I lied – I did need one particular piece of clothing – a pair of lounging trousers that I could throw on for lazy weekend mornings, or after I’ve changed out of my sweaty exercise gear at night. Something comfortable enough to lounge in (or occasionally sleep in), and that wouldn’t show too many spills or cat hair!
So I pulled out a one-seam PJ pattern, which is from this Thriftystitcher online course (now 50% off if you know anyone who wants to learn to sew!). I used some Japanese cotton leftover from the accents on this robe, and they are exactly what I needed them to be.
New sewing room lighting
Around this same time, the light fixture in my sewing cave was giving up the ghost. I don’t know how screwed up things have to be to actually blow out LED bulbs, but mine was doing it! Also, the smell of electrons told me I needed to fit a replacement, fast.
So I waded through the sea of ugly light fixtures online (oh god, so much ugly!!) to find a set on Wayfair that has little cages instead of directional hoods so on top of looking nicer, it’s a million percent brighter in there now, too!
(Don’t worry, I painted and filled the ceiling after this photo was taken!)
A headband for the shower
Seamwork released a holiday gift collection full of little projects you could sew with scraps and send as gifts, and I was drawn to the twisted Drew headband.
It only required a few scraps of jersey (leftover from my recent lingerie set), a few inches of elastic, and about 15 minutes.
I tend to wash my hair every other day, so the days I’m not washing it I use a headband to keep my fringe (bangs) out of my face while I’m in the shower. My previous headband I’d made at least 10 years ago and was starting to lose its stretch so this one fills a need and looks nice, too!
My clay plant pot
I’d had pottery classes in high school where we learned slab, coil, and wheel techniques, but I haven’t really touched clay since then, even though I used to be really good at it! For some reason over lockdown I felt the urge to play with clay again but knew I didn’t want anything that required a kiln, or that was the plastic stuff.

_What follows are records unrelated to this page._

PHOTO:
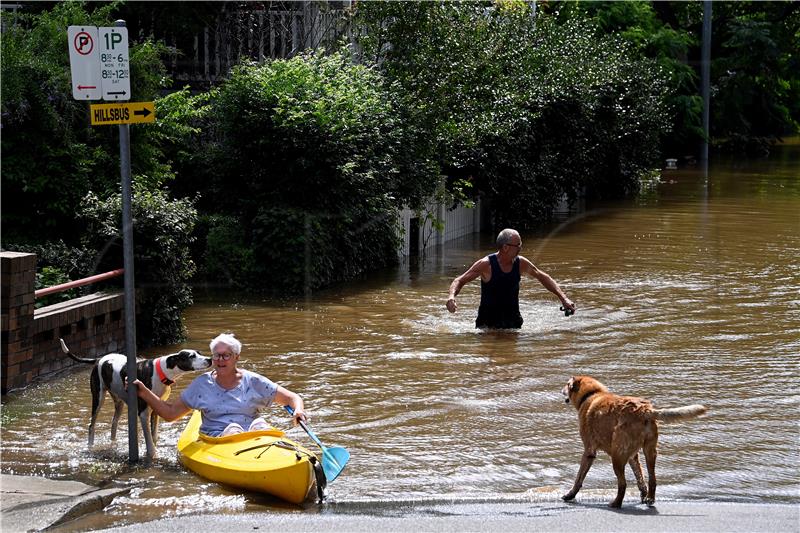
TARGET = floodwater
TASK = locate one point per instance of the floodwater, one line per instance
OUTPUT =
(688, 294)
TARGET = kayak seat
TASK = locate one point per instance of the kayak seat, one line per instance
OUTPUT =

I found this Sio-2 Plus air dry clay on Amazon, and it’s wonderful! It handles and feels just like “real” clay, it takes a really long time to dry (4 days for mine) so you’ve got plenty of time to work with it, and you can paint it afterwards, too.
I just wanted to get started with a little coil plant pot, though it’s taking me ages between all the steps (it’s painted now but needs sealing before I can transfer a plant baby into it).
My second sleeve!
I started loom knitting my self-drafted sweater last October (yes really), but the end is finally in sight! I finished the body of the sweater this spring, the first sleeve this summer, and I’m making great progress on the second sleeve. After this I need to seam it all together, which I’ve never done before, and then add a loose collar!
A Turbo trainer bag
And finally, a project that’s equally niche and practical – a bag to hold our Atomic Pi onto the turbo trainer bike. This is a long, long story but the short version is that Garmin bought out our turbo trainer’s company, End of Lifed all but the newest models, and still let shops sell the old ones even though they couldn’t even be calibrated (fuck Garmin so hard). So J did some excellent internet research, found an open source project that would support our turbo, and installed it on a little Atomic Pi computer so I can Zwift (my new lockdown obsession). And boy do I use it!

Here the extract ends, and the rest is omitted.